Wedging the area element with \( F \) will produce pseudoscalar multiples of the various \( \BE \) and \( \BB \) components, but a recipe for these components is required.

First note that for \( k \ne 0 \), the wedge \( \gamma_k \wedge \gamma_0 \wedge F \) will just select components of \( \BB \). This can be seen first by simplifying

\begin{equation}\label{eqn:maxwellStokes:300}
\begin{aligned}
I \BB
&=
\gamma_{0 1 2 3} B^m \gamma_{m 0} \\
&=
\left\{
\begin{array}{l l}
\gamma_{3 2} B^1 & \quad \mbox{\( m = 1 \)} \\
\gamma_{1 3} B^2 & \quad \mbox{\( m = 2 \)} \\
\gamma_{2 1} B^3 & \quad \mbox{\( m = 3 \)}
\end{array}
\right.,
\end{aligned}
\end{equation}

or

\begin{equation}\label{eqn:maxwellStokes:320}
I \BB = – \epsilon_{a b c} \gamma_{a b} B^c.
\end{equation}

From this it follows that

\begin{equation}\label{eqn:maxwellStokes:340}
\gamma_k \wedge \gamma_0 \wedge F = I c B^k.
\end{equation}

The electric field components are easier to pick out.
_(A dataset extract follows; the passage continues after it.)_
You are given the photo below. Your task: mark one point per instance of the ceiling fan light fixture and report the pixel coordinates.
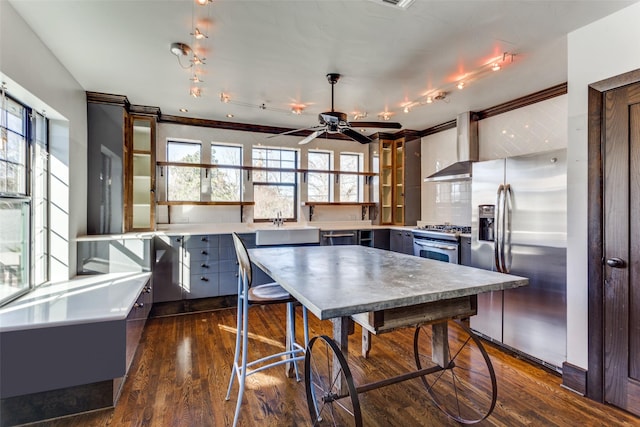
(180, 49)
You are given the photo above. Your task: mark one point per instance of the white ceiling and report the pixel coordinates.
(277, 53)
Those are selected by

\begin{equation}\label{eqn:maxwellStokes:360}
\begin{aligned}
\gamma_m \wedge \gamma_n \wedge F
&= \gamma_m \wedge \gamma_n \wedge \gamma_k \wedge \gamma_0 E^k \\
&= -I E^k \epsilon_{m n k}.
\end{aligned}
\end{equation}

The respective volume element wedge products with \( J \) are

\begin{equation}\label{eqn:maxwellStokes:400}
\begin{aligned}
\inv{I} d^3 x \wedge J = \inv{c \epsilon_0} J^3
\inv{I} d^3 x \wedge J = \inv{c \epsilon_0} J^2
\inv{I} d^3 x \wedge J = \inv{c \epsilon_0} J^1,
\end{aligned}
\end{equation}

and the respective sum of surface area elements wedged with the electromagnetic field are

\begin{equation}\label{eqn:maxwellStokes:380}
\begin{aligned}
\inv{I} d^2 x \wedge F &= – \evalbar{E^3}{c \Delta t} dx dy + c \lr{ \evalbar{B^2}{\Delta x} dy – \evalbar{B^1}{\Delta y} dx } dt \\
\inv{I} d^2 x \wedge F &= \evalbar{E^2}{c \Delta t} dx dz + c \lr{ \evalbar{B^3}{\Delta x} dz – \evalbar{B^1}{\Delta z} dx } dt \\
\inv{I} d^2 x \wedge F &= – \evalbar{E^1}{c \Delta t} dy dz + c \lr{ \evalbar{B^3}{\Delta y} dz – \evalbar{B^2}{\Delta z} dy } dt \\
\inv{I} d^2 x \wedge F &= – \evalbar{E^3}{\Delta z} dy dx – \evalbar{E^2}{\Delta y} dx dz – \evalbar{E^1}{\Delta x} dz dy,
\end{aligned}
\end{equation}

so
\begin{equation}\label{eqn:maxwellStokes:381}
\begin{aligned}
\int_{\partial V} – \evalbar{E^3}{c \Delta t} dx dy + c \lr{ \evalbar{B^2}{\Delta x} dy – \evalbar{B^1}{\Delta y} dx } dt &=
c \int_V dx dy dt \inv{c \epsilon_0} J^3 \\
\int_{\partial V} \evalbar{E^2}{c \Delta t} dx dz + c \lr{ \evalbar{B^3}{\Delta x} dz – \evalbar{B^1}{\Delta z} dx } dt &=
-c \int_V dx dy dt \inv{c \epsilon_0} J^2 \\
\int_{\partial V} – \evalbar{E^1}{c \Delta t} dy dz + c \lr{ \evalbar{B^3}{\Delta y} dz – \evalbar{B^2}{\Delta z} dy } dt &=
c \int_V dx dy dt \inv{c \epsilon_0} J^1 \\
\int_{\partial V} – \evalbar{E^3}{\Delta z} dy dx – \evalbar{E^2}{\Delta y} dx dz – \evalbar{E^1}{\Delta x} dz dy &=
-\int_V dx dy dz \inv{\epsilon_0} \rho.
\end{aligned}
\end{equation}

Observe that if the volume elements are taken to their infinesimal limits, we recover the traditional differential forms of the Ampere-Maxwell and Gauss’s law equations.

References

[1] A. Macdonald. Vector and Geometric Calculus. CreateSpace Independent Publishing Platform, 2012.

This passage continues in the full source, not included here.